La représentation de la famille
Le thème de la parentalité est très présent dans la pièce. Les enfants perdus sont des orphelins.
Abandonnés par leurs parents, ils sont en quelque sorte coincés au Pays Imaginaire avec pour chef Peter Pan qui décide de leur trouver une maman. Ce mot « Maman » est un mystère pour ces enfants là.
Affranchis de toutes règles, ils semblent tout de même singer une vie dans laquelle ils seraient sous la bienveillance et la protection d’une mère qu’ils n’ont pas eue.
Cette thématique est essentielle dans l’œuvre. Que sommes-nous sans parents ? Sans l’autorité parentale mais aussi sans l’amour et la bienveillance d’une mère ? Aborder ses questions avec les élèves pourrait être l’occasion de discuter avec eux de leur propre représentation du schéma familial et repenser les idées de J. M. Barrie en 2021. Ces questionnements peuvent amener à improviser avec les élèves en se basant sur leur vécu et leur identité.
Autour de la création
Rencontre avec l’équipe du spectacle après la pièce (30 min)
Lors de cette rencontre, la Cie présentera la pièce, ses thématiques, ses langages ainsi que le processus de création. Cela sera suivi d’un moment d’échange avec les élèves où nous répondrons à leurs questions et d’une brève présentation des instruments.
Découverte des instruments (1h – pour 1 classe)
Une heure à la découverte d’instruments atypiques voire pour certains rarissimes et pour discuter de la force d’évocation de chacun d’eux.

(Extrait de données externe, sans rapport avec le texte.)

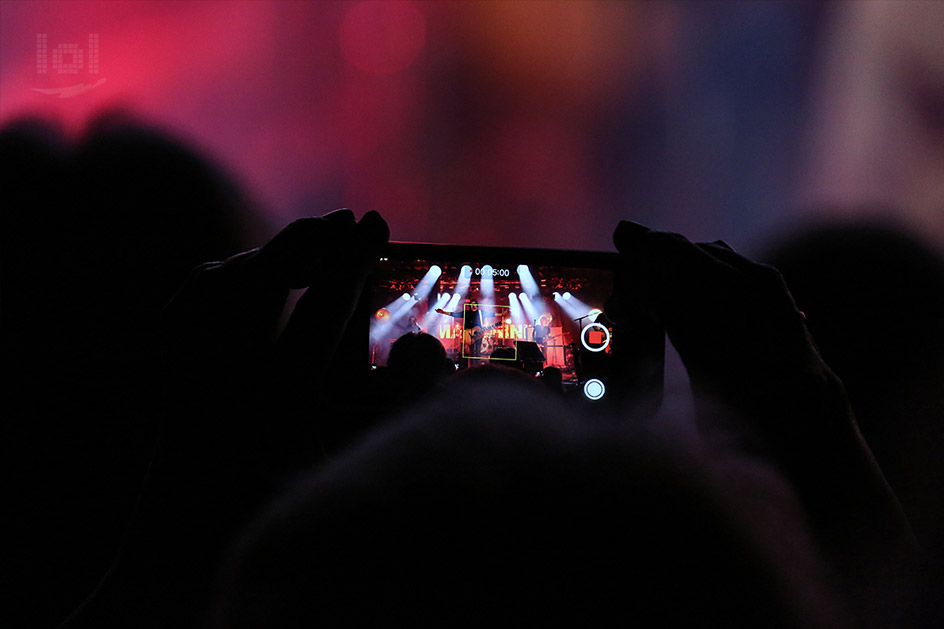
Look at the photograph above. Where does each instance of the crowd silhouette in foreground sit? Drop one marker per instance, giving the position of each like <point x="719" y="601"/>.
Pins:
<point x="181" y="454"/>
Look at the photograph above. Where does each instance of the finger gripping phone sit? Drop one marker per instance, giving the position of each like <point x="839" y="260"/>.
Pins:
<point x="538" y="310"/>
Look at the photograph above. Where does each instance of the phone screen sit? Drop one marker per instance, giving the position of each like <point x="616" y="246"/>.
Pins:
<point x="533" y="309"/>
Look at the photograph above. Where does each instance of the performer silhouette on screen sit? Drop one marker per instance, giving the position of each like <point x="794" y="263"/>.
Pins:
<point x="473" y="328"/>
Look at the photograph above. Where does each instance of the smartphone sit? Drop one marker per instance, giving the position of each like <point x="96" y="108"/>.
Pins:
<point x="539" y="310"/>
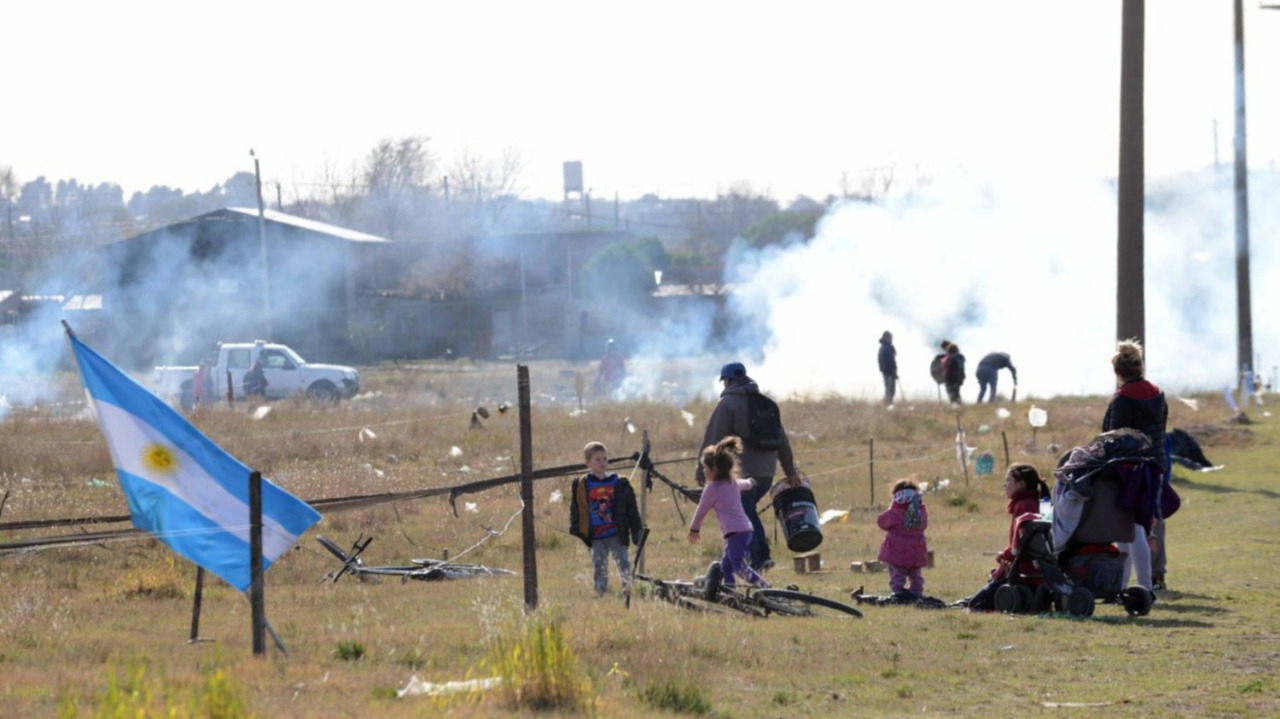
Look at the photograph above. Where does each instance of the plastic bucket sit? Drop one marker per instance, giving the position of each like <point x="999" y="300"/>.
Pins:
<point x="798" y="513"/>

Atelier théâtre (2h – 2 classes)
Suite à la rencontre avec l’équipe, lors de cet atelier, il s’agira pour les élèves de réfléchir aux sujets de la pièce. À partir de cet échange, par un jeu de mise en situation, proposé par l’intervenant.e, les élèves improviseront. Repartis en petits groupes, les élèves seront tantôt spectateurs tantôt interprètes. Le regard critique sera encouragé et la construction des scénettes avancera de façon collective. Une manière ludique et créative de se confronter à la scène.
Atelier musique (2h – 2 classes)
Après une présentation des instruments, l’intervenant musicien professionnel, sensibilisera les élèves à la musique de scène.
Il est possible de combiner l’atelier musique et théâtre sur 2 heures avec 2 classes.
Stage de pratique théâtrale et/ou musicale (8h sur 1 à 4 jours – pour 1 à 2 classes)
Un travail plus poussé que dans les ateliers autour des thématiques de la pièce, qui pourrait mener à une restitution.
Dans l’idéal, cela peut s’inscrire dans un projet de parcours plus long. Autour de ces axes, la Cie peut décliner toute une série des propositions, dont vous trouverez quelques exemples ici, et elle peut aussi étudier des demandes spécifiques ou s’inscrire dans des projets plus larges, pensés en amont, avec les enseignant.e.s.